Les rédactions, ballottées de Pesquet à Mitterrand, ne parviennent décidément pas à s’affranchir des deux partis. Ce 22 octobre, jour de la parution de Rivarol, les journalistes sont prévenus dès le matin par un mystérieux correspondant anonyme : Robert Pesquet s’adressera à la presse le jour même, dans les locaux de son avocat Maître Dupuy, rue de la Pompe, dans le XVIe arrondissement de Paris. Sur place, la presse forme la cohue des grands jours.

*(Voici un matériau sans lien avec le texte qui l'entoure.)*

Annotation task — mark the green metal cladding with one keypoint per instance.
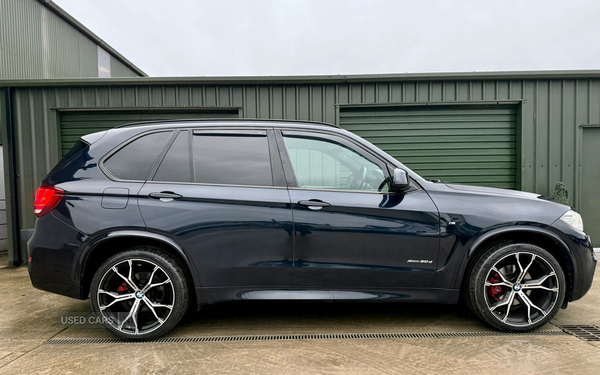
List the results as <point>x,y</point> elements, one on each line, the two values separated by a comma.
<point>40,40</point>
<point>535,122</point>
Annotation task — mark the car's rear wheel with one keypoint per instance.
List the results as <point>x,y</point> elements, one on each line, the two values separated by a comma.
<point>139,294</point>
<point>516,287</point>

Affolé par l’ampleur de l’événement, Maître Dupuy recule et refuse de prêter ses locaux. La troupe s’ébranle donc derrière Robert Pesquet, à la recherche d’un café suffisamment vaste pour accueillir ce train inhabituel, mais on ne trouve rien. Robert Pesquet, suivi de sa meute de journalistes – tout un symbole -, revient alors dans le hall de l’immeuble de l’avocat. Nerveux, fébrile, l’ancien député reprend un récit qu’il répétera encore aux magistrats au palais de justice à 14 h 30. « Il faut vous dire que je connais bien Monsieur Mitterrand, précise-t-il aux journalistes. Je suis de longue date son adversaire déclaré. J’ai fait campagne contre lui, notamment dans la Nièvre, il y a quelques mois. Je ne lui ai jamais caché mon mépris mais, à mon grand étonnement, il m’a toujours fait des sourires. »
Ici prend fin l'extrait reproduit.